To find the maximum value of the electromotive force (emf) induced in the second coil due to the changing current in the first coil, we can use the concept of mutual inductance. Let's break down the problem step by step.
Understanding Mutual Inductance
Mutual inductance occurs when a change in current in one coil induces an emf in another nearby coil. The relationship between the changing current and the induced emf can be described by the formula:
emf = -M (dI/dt)
Where:
- emf is the induced electromotive force in the second coil.
- M is the mutual inductance between the two coils (in henries).

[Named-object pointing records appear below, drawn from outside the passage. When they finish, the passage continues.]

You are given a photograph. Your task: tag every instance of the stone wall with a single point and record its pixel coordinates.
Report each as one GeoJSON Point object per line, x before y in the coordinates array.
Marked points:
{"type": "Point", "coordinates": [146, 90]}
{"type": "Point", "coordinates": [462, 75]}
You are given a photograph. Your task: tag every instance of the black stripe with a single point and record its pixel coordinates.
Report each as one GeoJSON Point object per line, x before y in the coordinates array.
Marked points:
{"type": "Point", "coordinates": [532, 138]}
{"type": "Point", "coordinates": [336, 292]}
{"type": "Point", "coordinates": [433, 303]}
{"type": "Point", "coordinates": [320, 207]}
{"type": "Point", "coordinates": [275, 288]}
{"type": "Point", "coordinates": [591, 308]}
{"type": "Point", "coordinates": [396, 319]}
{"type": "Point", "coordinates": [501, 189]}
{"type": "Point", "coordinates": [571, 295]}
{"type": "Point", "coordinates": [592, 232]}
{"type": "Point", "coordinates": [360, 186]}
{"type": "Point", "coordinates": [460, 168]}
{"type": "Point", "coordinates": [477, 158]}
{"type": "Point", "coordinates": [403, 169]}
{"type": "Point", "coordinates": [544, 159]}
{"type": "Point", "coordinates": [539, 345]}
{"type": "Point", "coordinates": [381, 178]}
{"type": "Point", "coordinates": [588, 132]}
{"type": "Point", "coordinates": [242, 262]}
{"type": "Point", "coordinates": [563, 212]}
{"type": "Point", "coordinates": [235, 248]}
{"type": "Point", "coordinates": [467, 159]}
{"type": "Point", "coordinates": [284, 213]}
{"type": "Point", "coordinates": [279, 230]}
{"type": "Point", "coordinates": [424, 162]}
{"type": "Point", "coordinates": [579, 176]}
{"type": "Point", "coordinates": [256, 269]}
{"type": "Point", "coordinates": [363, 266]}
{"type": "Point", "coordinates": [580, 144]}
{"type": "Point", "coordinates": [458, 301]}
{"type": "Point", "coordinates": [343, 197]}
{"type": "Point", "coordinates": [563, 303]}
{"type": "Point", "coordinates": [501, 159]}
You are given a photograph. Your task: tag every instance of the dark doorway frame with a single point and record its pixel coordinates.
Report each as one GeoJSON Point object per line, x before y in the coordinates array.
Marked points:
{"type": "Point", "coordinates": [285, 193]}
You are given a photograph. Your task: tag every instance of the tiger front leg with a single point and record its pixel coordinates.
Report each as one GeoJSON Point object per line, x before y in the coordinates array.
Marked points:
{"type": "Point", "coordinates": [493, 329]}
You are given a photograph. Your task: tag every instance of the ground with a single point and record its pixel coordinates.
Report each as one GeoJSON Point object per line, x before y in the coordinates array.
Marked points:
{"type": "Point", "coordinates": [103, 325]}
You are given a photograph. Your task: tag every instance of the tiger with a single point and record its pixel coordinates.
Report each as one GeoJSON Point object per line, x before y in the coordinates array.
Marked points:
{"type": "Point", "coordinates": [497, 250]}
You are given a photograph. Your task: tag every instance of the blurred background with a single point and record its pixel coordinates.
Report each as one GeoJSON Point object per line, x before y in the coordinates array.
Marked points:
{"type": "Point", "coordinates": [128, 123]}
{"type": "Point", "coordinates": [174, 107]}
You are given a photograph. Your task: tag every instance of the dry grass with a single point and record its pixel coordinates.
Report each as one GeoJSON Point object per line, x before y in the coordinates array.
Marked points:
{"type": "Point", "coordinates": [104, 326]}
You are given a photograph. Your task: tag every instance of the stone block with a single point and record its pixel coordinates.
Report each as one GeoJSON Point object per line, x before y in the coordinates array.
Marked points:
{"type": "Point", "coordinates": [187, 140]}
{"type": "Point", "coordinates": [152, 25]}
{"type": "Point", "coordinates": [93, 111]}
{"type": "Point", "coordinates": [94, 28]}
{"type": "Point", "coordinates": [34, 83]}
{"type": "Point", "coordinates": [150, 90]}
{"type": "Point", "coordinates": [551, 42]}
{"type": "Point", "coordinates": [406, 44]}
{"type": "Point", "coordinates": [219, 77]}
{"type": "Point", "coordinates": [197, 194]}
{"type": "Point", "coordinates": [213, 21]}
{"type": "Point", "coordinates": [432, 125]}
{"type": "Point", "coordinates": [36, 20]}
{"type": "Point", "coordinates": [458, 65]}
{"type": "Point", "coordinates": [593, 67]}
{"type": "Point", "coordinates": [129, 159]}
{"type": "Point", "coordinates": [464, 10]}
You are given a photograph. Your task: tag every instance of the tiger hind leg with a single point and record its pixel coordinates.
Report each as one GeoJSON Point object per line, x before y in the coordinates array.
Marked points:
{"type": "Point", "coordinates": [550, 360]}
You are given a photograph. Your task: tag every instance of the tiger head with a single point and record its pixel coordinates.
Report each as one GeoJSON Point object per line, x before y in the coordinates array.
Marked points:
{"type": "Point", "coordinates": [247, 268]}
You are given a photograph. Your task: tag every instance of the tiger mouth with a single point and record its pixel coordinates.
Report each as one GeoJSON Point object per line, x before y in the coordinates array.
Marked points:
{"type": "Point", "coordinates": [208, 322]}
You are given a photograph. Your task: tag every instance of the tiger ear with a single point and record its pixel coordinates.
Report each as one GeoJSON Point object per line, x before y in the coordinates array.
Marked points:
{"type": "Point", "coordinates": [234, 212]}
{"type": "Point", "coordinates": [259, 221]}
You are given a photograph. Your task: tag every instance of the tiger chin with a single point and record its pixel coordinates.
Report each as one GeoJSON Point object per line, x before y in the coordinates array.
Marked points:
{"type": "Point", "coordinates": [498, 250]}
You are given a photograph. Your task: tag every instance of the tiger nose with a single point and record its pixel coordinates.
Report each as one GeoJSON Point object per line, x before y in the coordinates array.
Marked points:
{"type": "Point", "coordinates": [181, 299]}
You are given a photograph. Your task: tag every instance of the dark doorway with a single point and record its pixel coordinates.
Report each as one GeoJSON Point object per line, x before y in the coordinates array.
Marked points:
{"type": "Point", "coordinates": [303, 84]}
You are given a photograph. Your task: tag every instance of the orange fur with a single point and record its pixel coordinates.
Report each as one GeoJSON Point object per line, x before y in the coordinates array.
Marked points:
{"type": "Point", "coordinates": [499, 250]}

- dI/dt is the rate of change of current in the first coil.
Given Values
From the problem, we have:
- Mutual inductance, M = 0.005 H
- Current in the first coil, I = X sin(wt), where X = 10 A and w = 100π rad/s.
Finding dI/dt
To find the rate of change of current, we first need to differentiate the current function with respect to time:
I(t) = 10 sin(100πt)
Now, let's differentiate:
dI/dt = 10 * 100π cos(100πt)
This simplifies to:
dI/dt = 1000π cos(100πt)
Calculating the Maximum Value of emf
The maximum value of the cosine function is 1. Therefore, the maximum rate of change of current, (dI/dt)_{max}, is:
(dI/dt)_{max} = 1000π
Now, we can substitute this value into the emf formula:
emf = -M (dI/dt)
Substituting the values we have:
emf = -0.005 H * 1000π
This results in:
emf = -5π V
Final Answer
The negative sign indicates the direction of the induced emf according to Lenz's law, but since we are interested in the magnitude, the maximum value of the induced emf in the second coil is:
5π V
Thus, the maximum value of emf in the second coil is indeed 5π volts. This process illustrates how mutual inductance allows us to calculate induced voltages based on changing currents in nearby coils.